Sarah Ball at Stephen Friedman Gallery

At over eight feet high, British artist Sarah Ball’s portrait of Elliot has stunning presence in Stephen Friedman Gallery’s Tribeca space. Drawn to young individuals whose self-fashioning demonstrates their creativity and defies gender norms, Ball meticulously renders details of face, hair and dress in an appreciation of each subject’s unique identity. (On view in Tribeca through March 23rd).

Sarah Ball, Elliot, oil on linen, 100 3/8 x 80 7/8 inches, 2023.

Glenn Kaino at Pace Gallery

Known for working in media including performance, film and theater, LA artist Glenn Kaino turns to portrait painting, small-scale sculpture of adapted samurai helmets and Japanese punch embroidery for his first major solo show at Pace Gallery.  Fresh on the heels of a soon-to-close exhibition at the Japanese American National Museum in LA for which he recreated his grandfather’s small East LA market, Kaino continues to probe his heritage as a Japanese American.  The show’s portraits aim to keep a record of community in the form of paintings of Kaino’s friends, musicians and people he meets.  (On view in Chelsea through Feb 24th).

Glenn Kaino, Michael, oil on canvas, 61 x 49 x 3 inches, 2023.

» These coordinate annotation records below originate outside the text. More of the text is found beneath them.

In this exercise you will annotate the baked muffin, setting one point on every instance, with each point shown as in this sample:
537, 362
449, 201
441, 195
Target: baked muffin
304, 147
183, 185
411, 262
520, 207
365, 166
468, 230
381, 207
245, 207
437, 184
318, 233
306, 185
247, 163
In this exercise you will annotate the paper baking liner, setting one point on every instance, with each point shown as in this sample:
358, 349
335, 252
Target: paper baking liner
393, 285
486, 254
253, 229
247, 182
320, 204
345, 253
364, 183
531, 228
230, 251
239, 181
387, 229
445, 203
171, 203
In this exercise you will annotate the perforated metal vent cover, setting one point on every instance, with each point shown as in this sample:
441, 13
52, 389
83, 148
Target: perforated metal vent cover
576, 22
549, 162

Stephane Mandelbaum at The Drawing Center

Near the entrance to the Drawing Center’s retrospective of work by late Belgian artist Stephane Mandelbaum hangs a diverse selection of portraits, arresting in their distortions and expressive immediacy, that signal his complex and conflicted experience of the aftermath of WWII.  A drawing of Francis Bacon, known for painting distorted figures reflecting collective horror at the atrocities of the war, hangs next to a portrait of Bacon’s criminally connected lover, George Dyer, which in turn is close to a portrait of embattled Nazi paramilitary leader Ernst Rohm.  Giving voice to a disturbing constellation of ideas via texts in Yiddish, French, Italian and German and pornographic imagery, the drawings explore the artist’s obsessions with sex and power which extend into his family life.  Under the portrait of Bacon pictured here is an almost totally obscured drawing of Mandelbaum’s father, artist and professor Arie Mandelbaum, visible just as a predella, a platform on which an altar would be placed.  (On view in SoHo through Feb 18th).

Stephane Mandelbaum, Bacon et predella avec portrait d’Arie (Bacon and predella with portrait of Arie), graphite on paper, 1982.

Melissa Joseph at Margot Samel

Raised in rural Pennsylvania with little access to museums but within easy reach of her mom’s crafting supplies, New York artist Melissa Joseph developed a textile-based practice resulting in painterly portraits of family now on view at Margot Samel in Tribeca.  Three small pieces in needle felted wool on industrial felt, mounted on found silver plates, are the size of embroidery but use material more akin to impasto painting.  Here, Joseph’s extended family piles on to a living room seat, creating a tangle of bodies as familiar and comfortable as the material depicting them.  (On view in Tribeca through Nov 22nd).

Melissa Joseph, Auntie Loretta, needle felted wool in industrial felt in found silver platter, 10” diameter, 2023.

Elizabeth Peyton in ‘Face Values’ at 125Newbury

Marlene Dietrich simmers with irritation in a photo by Irvin Penn, the face of Georg Baselitz’s mother is both frightful and beautiful with purple, red and yellow color, and Piet Mondrian breaks his own profile down into a robot-like assemblage of flat planes in 125 Newbury’s absorbing group exhibition ‘Face Values’ in Tribeca.  From mechanical to emotive, around twenty visages from the 20th – 21st century employ a variety of techniques – from Zhang Huan’s ash on linen to Julian Schnabel’s broken crockery – to explore the expressive quality of the human face.  Here, Elizabeth Peyton’s portrait of John Lydon portrays the 70’s Sex Pistol’s singer in a thoughtful pose at odds with the punk’s public persona.  (On view in Tribeca through July 28th).

Elizabeth Peyton, John Lydon, oil on canvas, 1994.